Leurs souhaits seront largement exaucés. Lorsqu'au petit matin, leur train qui a roulé toute la nuit, se range à quai, la Communauté est présente. Il y a là bien sûr les représentants officiels, Henri Lévy, Président, le Grand Rabbin de la Moselle Robert Dreyfus, Paul Lazarus et l'animateur de la jeunesse, Claude Rosenfeld (Cloclo). On habille tous ces démunis qui frissonnent sous notre climat, de vêtements donnés par la SEDIM, sous la houlette de Mme Berthe Horwitz, puis ils seront hébergés d’abord au centre de vacances communautaire de Gorze (pendant un peu plus d’un mois), puis dans un immeuble situé 25, rue de Pont-à-Mousson et mis gracieusement à leur disposition par MM. Roger et Gaston Lévy. D’autres comme Sylvain Binn, prennent en charge des enfants, partout, l’élan de solidarité est manifeste, spontané et profond.

Très vite, le besoin d’une synagogue où se dérouleraient les offices de rite sépharade, se fait sentir. La famille Touitou où le père est rabbin (à la façon d’Afrique du nord), en ouvre une dans son appartement (...). Plus tard, Léon Maman créera un deuxième minyan au Centre Communautaire (...). En 1972, la Communauté engage Léon Elalouf pour l'enseignement et l'animation de la jeunesse, mais qui assume également les fonctions de 'hazan sépharade. C'est l'un deux, Elie Khalfa, directeur de l'Hôtel de Metz, qui crée les buffets du Kiddouch du samedi matin après l'office.

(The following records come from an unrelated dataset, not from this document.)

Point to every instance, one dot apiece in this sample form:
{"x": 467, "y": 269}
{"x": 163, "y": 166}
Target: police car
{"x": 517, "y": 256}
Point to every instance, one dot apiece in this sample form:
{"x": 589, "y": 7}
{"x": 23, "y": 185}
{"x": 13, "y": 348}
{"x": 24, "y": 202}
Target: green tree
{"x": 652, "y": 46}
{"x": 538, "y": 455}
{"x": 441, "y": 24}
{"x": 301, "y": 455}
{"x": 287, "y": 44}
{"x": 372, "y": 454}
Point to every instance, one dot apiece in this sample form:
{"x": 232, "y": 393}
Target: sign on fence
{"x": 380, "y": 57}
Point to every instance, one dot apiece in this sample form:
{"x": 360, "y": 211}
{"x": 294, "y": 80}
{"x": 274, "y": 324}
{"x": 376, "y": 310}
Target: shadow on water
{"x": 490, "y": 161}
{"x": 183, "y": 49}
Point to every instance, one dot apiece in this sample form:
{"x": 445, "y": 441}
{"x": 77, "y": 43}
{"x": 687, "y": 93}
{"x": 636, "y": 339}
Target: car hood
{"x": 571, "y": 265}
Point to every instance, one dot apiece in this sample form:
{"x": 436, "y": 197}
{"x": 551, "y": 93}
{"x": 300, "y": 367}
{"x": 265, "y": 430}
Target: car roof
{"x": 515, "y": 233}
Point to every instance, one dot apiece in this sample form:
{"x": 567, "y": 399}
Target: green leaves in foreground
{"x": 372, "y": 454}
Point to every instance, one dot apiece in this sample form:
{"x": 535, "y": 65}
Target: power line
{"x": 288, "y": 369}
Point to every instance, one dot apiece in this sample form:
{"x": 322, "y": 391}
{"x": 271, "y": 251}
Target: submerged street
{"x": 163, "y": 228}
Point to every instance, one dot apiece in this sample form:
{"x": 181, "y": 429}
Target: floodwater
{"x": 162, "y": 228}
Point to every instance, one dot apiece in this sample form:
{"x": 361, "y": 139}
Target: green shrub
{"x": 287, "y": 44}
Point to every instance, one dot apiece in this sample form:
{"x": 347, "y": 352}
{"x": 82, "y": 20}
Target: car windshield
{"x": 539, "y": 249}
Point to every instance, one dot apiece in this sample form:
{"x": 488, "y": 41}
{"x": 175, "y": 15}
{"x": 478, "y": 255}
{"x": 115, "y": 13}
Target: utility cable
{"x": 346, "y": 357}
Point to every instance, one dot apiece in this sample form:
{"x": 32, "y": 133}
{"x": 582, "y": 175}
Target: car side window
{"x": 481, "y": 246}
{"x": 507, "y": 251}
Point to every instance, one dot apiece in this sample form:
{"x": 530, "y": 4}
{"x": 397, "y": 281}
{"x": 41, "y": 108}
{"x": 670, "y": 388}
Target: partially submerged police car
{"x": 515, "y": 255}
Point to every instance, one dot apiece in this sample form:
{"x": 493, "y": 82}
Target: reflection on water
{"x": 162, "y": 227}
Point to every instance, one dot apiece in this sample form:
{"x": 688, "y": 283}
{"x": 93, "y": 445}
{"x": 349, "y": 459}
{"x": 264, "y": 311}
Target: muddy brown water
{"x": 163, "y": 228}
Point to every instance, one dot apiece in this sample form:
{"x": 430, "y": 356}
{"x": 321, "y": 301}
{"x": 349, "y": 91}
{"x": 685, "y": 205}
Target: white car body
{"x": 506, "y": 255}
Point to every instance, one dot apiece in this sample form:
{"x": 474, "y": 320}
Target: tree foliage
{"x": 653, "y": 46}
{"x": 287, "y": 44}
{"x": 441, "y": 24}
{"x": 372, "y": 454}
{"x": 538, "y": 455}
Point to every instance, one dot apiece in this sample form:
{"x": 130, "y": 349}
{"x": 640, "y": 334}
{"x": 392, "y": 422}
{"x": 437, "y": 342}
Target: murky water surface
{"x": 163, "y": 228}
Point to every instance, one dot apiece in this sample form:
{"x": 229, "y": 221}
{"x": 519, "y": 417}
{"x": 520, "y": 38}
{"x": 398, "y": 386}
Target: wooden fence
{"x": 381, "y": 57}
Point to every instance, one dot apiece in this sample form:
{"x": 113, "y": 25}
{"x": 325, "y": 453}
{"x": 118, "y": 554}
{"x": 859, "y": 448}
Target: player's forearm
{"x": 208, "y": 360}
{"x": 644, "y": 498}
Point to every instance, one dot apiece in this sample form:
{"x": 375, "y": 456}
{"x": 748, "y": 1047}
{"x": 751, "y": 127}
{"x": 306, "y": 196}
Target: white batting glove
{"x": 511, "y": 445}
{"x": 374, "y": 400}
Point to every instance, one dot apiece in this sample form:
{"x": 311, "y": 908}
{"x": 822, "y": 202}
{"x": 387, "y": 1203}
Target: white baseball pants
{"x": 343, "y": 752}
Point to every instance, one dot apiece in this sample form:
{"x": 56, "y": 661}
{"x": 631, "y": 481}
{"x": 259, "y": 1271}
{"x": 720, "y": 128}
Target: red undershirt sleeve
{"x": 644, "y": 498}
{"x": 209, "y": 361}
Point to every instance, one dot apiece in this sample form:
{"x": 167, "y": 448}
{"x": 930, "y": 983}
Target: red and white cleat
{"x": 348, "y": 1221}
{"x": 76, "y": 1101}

(...) Malgré quelques paroles malheureuses ici ou là, l'incompréhension si vivace des années 1930-1940 entre Lorrains et Polonais a bel et bien disparu et s'est peu manifestée entre aschkénazes et sépharades.

Peu de temps après son arrivée, Viviane Lévy, fut la première rapatriée à se marier en la synagogue communautaire. Elle épousait un jeune juif d'origine polonaise, né à Strasbourg et devenait Madame Tandowski. Une nouvelle génération allait pouvoir éclore avec "un pied sapin et un autre palmier". Elle pourra être aussi fière de l'un que de l'autre.